Progress in deployment

The progress in the deployment of SCADA has been very slow. The timelines to complete SCADA implementation have been extended a number of times, with some states showing negligible progress yet. As per the last revised deadline, all projects were to be closed (including third-party verification and submission of closure report with utilisation certificate) by March 31, 2018. However, control centres in 52 towns have been commissioned out of the 59 envisaged towns across 18 states. Of these, 27 are functional. The remaining seven control centres are planned in Jharkhand, Jammu & Kashmir and Puducherry and have witnessed no or very slow progress. Although Punjab and Rajasthan have completed SCADA installation, they have reduced the quantities of SCADA enablers to be installed. The two states are now expected to increase the same in order to achieve the overall SCADA objective.

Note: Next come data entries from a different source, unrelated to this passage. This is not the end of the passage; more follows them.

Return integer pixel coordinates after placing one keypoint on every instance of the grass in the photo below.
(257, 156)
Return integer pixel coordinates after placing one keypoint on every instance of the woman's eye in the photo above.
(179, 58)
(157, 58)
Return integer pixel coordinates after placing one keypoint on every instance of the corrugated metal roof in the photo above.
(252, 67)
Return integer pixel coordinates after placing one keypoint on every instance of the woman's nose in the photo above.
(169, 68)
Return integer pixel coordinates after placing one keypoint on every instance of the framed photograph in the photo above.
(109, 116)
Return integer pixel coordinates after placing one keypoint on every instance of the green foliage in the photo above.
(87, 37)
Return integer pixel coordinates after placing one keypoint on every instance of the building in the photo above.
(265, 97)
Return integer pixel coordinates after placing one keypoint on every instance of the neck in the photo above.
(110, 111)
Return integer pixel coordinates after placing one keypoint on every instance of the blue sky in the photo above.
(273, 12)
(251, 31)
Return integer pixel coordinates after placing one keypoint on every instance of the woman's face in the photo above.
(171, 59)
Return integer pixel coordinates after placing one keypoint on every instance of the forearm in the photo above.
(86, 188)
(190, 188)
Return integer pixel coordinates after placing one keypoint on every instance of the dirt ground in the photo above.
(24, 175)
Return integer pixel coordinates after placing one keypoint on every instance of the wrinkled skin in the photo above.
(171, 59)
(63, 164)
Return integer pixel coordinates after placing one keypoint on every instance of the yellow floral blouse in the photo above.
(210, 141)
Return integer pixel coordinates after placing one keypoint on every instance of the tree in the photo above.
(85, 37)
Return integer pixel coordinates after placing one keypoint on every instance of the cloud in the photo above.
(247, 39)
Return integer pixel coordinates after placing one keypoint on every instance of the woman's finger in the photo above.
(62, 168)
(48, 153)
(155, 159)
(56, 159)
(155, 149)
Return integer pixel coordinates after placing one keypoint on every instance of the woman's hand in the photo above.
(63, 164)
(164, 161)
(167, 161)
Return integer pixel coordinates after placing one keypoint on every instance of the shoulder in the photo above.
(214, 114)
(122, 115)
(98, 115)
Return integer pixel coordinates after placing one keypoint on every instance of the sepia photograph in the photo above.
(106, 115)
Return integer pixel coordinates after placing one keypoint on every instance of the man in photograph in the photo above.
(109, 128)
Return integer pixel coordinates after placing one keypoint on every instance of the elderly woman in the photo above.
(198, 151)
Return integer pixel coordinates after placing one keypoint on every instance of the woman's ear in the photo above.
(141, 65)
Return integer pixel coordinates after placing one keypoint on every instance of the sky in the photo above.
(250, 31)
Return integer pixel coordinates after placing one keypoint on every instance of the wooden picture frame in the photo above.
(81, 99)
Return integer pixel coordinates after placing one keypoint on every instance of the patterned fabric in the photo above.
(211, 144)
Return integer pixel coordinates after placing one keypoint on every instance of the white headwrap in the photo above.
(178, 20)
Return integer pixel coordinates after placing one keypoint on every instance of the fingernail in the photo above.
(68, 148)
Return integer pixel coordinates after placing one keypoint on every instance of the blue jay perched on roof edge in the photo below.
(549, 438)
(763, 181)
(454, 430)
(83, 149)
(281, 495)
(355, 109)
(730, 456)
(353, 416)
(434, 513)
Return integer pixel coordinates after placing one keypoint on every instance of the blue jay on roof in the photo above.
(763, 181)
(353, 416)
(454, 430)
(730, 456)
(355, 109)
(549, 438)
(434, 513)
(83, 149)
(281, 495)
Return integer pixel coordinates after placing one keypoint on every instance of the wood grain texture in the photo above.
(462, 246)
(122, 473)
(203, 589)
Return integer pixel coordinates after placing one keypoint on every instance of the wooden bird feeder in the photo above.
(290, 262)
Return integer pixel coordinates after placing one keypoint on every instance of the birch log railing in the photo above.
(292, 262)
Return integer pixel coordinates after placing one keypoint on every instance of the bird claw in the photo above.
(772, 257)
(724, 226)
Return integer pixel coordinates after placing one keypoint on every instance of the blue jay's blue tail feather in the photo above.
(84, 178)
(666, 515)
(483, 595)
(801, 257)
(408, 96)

The government has extended the deadline to complete SCADA projects including third-party verification till March 31, 2019, beyond which loans will not be converted into grants. For Jharkhand, the deadline is June 30, 2019 while Jammu & Kashmir is required to award the project by September 2018 in order to be considered for time extension. With respect to the utilisation of funds allocated to the scheme, only Rs 5.15 billion has been disbursed, about 41 per cent of the total sanctioned costs of Rs 12.51 billion. The disbursements vary between 30 per cent and 60 per cent in the participating states. Odisha, where no project has been completed, has already received 60 per cent of the funds, which is amongst the highest.

The way forward

While the progress has been slow, once completed, SCADA implementation will definitely help the Indian power sector in reducing system losses, improving system reliability and paving the way for the implementation of smart grids in India. With the deployment of intelligent SCADA systems, a huge amount of data is being generated and hence, more and more smart analytics is needed to analyse the raw data and derive meaningful information out of it. Further, SCADA and DMS systems need to be installed in towns other than those covered under the R-APDRP. The latest trend in power distribution now is to implement ADMS which unifies SCADA, DMS and OMS. Meanwhile, transmission has already moved a step ahead and is in the process of implementing phasor measurement units-based wide area monitoring system (WAMS). In existing SCADA/EMS, the field data is obtained from RTUs. As the RTUs are scattered in large geographical areas, the data from a cluster of RTUs is  concentrated at the sub-load despatch centre level and sent to the state load despatch centres and then to the regional load despatch centres. Thus, there is latency of a few seconds in the data received at the main control centre. Further, this data is not time synchronised. WAMS, on the other hand, acquires current, voltage (both magnitude and phase angle) and frequency that are time synchronised via GPS to a time resolution of 1 microsecond, thereby facilitating better and faster analyses of grid conditions. This will increase the effective capacity of congested corridors, increase transmission asset utilisation and also lower the energy costs to consumers.